I just bought the Ridgid R4512 & like it a lot. I had to tighten the belt, other than that everything was perfect after assembly. If you do decide on the Ridgid. ask for the store manager at Home Depot & ask for a 10% discount, I got the discount just by asking. I did call the Tech people a couple of times during assembly & they were very helpful.
Dennis


----------



## dadams14 (Feb 27, 2011)

*Table saw*

I started with a cheap saw which had a direct drive motor and a lousy fence. It was OK until I needed to use it every day. Then I bought a JET contractors saw and it does what I need, except I removed the fence and clamped an incra jig on the right side.. I need exact and repeatable fence position, which this jig gives. I would like the saw stop feature for the times when I get a little too happy around the blade. I have had close calls and renew my safety habits often but it only takes 1 second to have a bad day.
Dennis


----------



## ahudson (Mar 10, 2011)

I don't have much experience as a wood worker, but after researching table saws, I came across the EZ system by Eurekazone. I have purchased a few pieces to see what it is all about. That system might be worth investigating, especially if safety is a factor.


----------



## Watsin38 (Mar 10, 2011)

TheCap10 said:


> Howdy,
> 
> Newbie here with a question about table saws and fences.
> 
> ...


Yes you can for sure. All you need is to put some good estimates on it. And then see that what could be the possibility. Can you really do it or not.


----------



## theschwarz1 (Feb 18, 2011)

knotscott said:


> ...Also keeps your eyes peeled for good used full size contractor saws or hybrids from Delta, Jet, PM, Grizzly, Hitachi, Craftsman, Bridgewood, Woodtek, General International, Sunhill, and others.....
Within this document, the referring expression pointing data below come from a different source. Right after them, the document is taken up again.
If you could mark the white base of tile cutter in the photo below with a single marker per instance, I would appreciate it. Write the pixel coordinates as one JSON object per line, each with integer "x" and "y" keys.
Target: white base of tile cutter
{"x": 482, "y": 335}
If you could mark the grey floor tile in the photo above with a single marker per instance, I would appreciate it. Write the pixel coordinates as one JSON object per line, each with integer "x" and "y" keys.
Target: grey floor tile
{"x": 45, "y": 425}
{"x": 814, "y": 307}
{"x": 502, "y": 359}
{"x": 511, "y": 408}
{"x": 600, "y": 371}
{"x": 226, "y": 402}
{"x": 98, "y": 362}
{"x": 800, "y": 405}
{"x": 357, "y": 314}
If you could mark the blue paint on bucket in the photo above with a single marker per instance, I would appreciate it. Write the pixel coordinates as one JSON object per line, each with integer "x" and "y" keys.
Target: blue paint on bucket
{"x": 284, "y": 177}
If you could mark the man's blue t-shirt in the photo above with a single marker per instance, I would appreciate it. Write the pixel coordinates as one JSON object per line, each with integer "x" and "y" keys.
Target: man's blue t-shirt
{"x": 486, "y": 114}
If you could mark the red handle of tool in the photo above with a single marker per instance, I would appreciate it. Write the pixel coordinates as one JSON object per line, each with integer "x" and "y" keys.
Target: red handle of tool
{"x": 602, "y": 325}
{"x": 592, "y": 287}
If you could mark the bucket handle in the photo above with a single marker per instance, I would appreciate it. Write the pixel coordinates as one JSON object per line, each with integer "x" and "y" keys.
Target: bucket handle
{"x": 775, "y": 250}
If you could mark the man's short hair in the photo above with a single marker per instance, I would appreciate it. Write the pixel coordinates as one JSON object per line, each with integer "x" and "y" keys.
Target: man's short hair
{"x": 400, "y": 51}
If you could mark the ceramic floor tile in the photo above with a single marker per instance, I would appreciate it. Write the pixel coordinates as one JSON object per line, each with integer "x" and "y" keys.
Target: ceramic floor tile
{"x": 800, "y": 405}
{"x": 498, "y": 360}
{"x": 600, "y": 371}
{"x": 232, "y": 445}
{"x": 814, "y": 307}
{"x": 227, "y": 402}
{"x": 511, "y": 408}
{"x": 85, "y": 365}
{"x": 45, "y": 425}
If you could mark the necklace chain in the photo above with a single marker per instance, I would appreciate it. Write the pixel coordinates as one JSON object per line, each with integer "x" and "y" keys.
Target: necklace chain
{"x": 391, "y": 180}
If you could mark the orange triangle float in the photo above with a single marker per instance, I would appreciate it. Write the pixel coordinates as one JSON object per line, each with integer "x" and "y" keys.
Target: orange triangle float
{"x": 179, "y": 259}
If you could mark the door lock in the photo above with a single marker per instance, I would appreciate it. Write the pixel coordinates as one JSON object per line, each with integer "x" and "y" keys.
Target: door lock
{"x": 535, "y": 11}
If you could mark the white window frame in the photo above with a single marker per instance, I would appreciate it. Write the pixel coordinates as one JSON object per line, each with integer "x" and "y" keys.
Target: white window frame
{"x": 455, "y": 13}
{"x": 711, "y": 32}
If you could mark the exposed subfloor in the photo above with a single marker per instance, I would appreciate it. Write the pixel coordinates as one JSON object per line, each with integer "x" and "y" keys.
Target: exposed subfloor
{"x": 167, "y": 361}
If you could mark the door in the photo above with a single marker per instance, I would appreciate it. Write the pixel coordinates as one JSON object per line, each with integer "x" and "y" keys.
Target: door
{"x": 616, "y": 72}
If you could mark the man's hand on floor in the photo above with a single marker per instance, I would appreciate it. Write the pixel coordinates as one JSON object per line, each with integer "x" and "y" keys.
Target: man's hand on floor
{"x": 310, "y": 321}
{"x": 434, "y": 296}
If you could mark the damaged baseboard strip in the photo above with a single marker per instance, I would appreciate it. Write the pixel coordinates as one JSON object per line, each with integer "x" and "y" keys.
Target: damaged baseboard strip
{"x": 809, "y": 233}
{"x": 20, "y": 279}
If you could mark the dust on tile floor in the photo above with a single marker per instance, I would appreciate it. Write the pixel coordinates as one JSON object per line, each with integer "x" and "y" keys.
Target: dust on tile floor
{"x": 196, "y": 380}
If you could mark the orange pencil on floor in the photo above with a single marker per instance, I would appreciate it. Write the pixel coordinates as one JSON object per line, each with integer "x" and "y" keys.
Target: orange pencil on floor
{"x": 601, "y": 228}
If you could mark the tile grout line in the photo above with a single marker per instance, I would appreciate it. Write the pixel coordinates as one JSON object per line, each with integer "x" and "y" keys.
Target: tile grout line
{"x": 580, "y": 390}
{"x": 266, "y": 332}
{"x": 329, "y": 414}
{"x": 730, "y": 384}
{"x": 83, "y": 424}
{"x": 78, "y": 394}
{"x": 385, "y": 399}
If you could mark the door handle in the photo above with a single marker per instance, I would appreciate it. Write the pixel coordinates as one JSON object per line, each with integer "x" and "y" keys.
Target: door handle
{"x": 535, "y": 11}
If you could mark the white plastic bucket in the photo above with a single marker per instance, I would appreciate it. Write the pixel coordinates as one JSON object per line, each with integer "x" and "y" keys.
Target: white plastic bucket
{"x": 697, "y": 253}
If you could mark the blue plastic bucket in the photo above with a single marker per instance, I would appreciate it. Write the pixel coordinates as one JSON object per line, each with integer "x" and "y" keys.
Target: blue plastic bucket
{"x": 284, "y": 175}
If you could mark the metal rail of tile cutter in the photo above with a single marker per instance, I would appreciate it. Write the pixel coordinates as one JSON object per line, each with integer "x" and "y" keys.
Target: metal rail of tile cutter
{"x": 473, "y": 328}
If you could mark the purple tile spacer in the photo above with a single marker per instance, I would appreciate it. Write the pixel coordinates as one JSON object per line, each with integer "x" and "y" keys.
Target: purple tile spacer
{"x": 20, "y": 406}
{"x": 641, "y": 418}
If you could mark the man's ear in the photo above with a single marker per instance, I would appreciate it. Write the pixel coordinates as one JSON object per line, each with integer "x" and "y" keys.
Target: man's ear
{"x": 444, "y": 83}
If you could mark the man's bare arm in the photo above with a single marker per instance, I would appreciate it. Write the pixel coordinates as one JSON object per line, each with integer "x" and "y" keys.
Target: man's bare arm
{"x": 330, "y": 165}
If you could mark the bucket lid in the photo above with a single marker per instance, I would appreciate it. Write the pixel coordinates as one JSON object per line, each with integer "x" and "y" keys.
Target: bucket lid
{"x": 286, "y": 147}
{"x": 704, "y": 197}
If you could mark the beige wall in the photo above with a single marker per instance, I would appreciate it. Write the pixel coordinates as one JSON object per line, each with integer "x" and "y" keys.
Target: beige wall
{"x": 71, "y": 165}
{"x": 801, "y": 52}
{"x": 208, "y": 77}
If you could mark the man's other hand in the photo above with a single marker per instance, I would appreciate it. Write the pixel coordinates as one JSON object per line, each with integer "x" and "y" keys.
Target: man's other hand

Yes...I am trying to wiat til I have the legal amount of posts to advertise...but I may be able to help in this area....Walker Turner commercial saw w/tables and biesemeyer fence.....soon I will have it listed with pics. 

I think i Have to have 25 posts first....trying to play by the rules....


----------



## cabinetman (Jul 5, 2007)

TheCap10 said:


> Howdy,
> 
> Newbie here with a question about table saws and fences.
> 
> ...


To answer your question, you can get away with a 30" fence, by having the "waste" piece larger than 30". IOW, if you need a 36" piece from a 48" piece, allow for the saw kerf and set the fence accordingly (11 7/8"). For cuts like that, make sure first that your piece is 48" to start with, and that your kerf is 1/8". 

If your saw isn't as powerful as some cabinet saws, you can optimize the power yours has by using a better blade. If there is some stress with a 50T or 60T blade, try a 32T and see if the cut is easier.












 







.


----------